Ignoring these details in the business plan shows a lack of seriousness and can lead to compliance issues down the line. The consequence is that the IND may view your plan as financially immature. Furthermore, non-compliance after arrival can jeopardize your visa renewal. The solution is to incorporate a basic tax and compliance strategy into your business plan.
Mention that you will register for VAT and understand your ongoing tax filing obligations.
For a seamless setup, many founders work with a one-stop-shop like Intercompany Solutions. They handle the entire formation process, from notary services to tax registration, ensuring you start on the right foot and avoid costly mistakes.
Mistake 6: Not Using a Professional Notary or Corporate Service
Some entrepreneurs try to save money by drafting their own legal documents or using a cheap, non-specialist notary. This often leads to errors in the deed of incorporation or the business plan, which the IND will reject.
A Dutch notary is mandatory for establishing a BV (private limited company), and the documents they produce must meet specific legal standards.

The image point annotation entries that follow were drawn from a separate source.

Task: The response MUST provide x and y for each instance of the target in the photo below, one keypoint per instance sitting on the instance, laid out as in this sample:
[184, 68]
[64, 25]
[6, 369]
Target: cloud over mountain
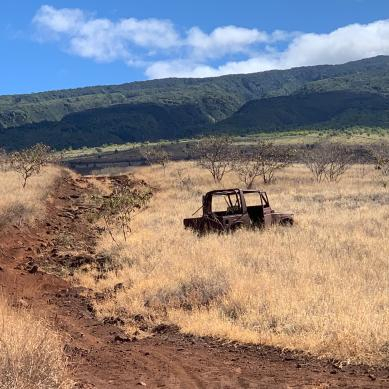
[162, 50]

A generic notary may not be familiar with the nuances of DAFT applications. The consequence is delays, rejections, and wasted money. The solution is to engage a corporate service provider that specializes in helping foreign entrepreneurs. Intercompany Solutions, for example, works with a network of experienced notaries who understand DAFT requirements.
They ensure your deed of incorporation is correct and that your business plan aligns with the legal setup. This professional guidance is invaluable and often saves time and money in the long run. Their fixed-fee model also provides cost certainty, unlike traditional hourly billing.
Mistake 7: Forgetting About the Renewal Process
Many applicants focus solely on getting the initial DAFT visa and forget that it must be renewed after two years.
The renewal requires proving that your business is active and generating sufficient income. A business plan that doesn’t outline milestones for the first two years sets you up for failure at renewal time.
The IND will want to see invoices, contracts, and financial records demonstrating real business activity. This oversight can lead to visa denial upon renewal, forcing you to leave the Netherlands. The solution is to ensure you meet the DAFT visa business plan requirements from the start. Set clear, measurable goals for the first 24 months.
Include a timeline for acquiring clients, reaching revenue targets, and expanding operations.
A service provider like Intercompany Solutions can assist with ongoing compliance, including bookkeeping and tax returns, ensuring you have the necessary documentation ready for renewal.
Preventive Checklist for a Solid DAFT Application
- Define Your Business Concretely: Avoid vague terms. Specify your services, products, target market, and unique selling point.
- Research the Dutch Market: Show you understand local competition and how your business fits into the Dutch economy.
- Create Realistic Financials: Project conservative revenue and expenses. Ensure you have sufficient personal funds (€2,200+/month) and business capital.
- Outline Your Operational Plan: Detail your marketing, sales, and day-to-day operations. Include plans for VAT registration and a Dutch bank account.
- Address Tax and Compliance: Mention KvK registration, VAT, and corporate tax. Understand your ongoing obligations.
- Use a Specialist Notary/Provider: Engage a firm like Intercompany Solutions to ensure legal documents are correct and IND-compliant.
- Plan for Renewal: Set 24-month milestones for revenue and client acquisition to prove business activity at renewal.
- Seek Professional Help: Consider a corporate service provider to guide you through formation, tax, and compliance, especially if you’re unfamiliar with Dutch systems.
By avoiding these common mistakes and preparing a thorough, realistic business plan, you significantly increase your chances of a successful application under the Dutch American Friendship Treaty (DAFT). The key is to treat the business plan not as a formality, but as the foundation of your new life in the Netherlands.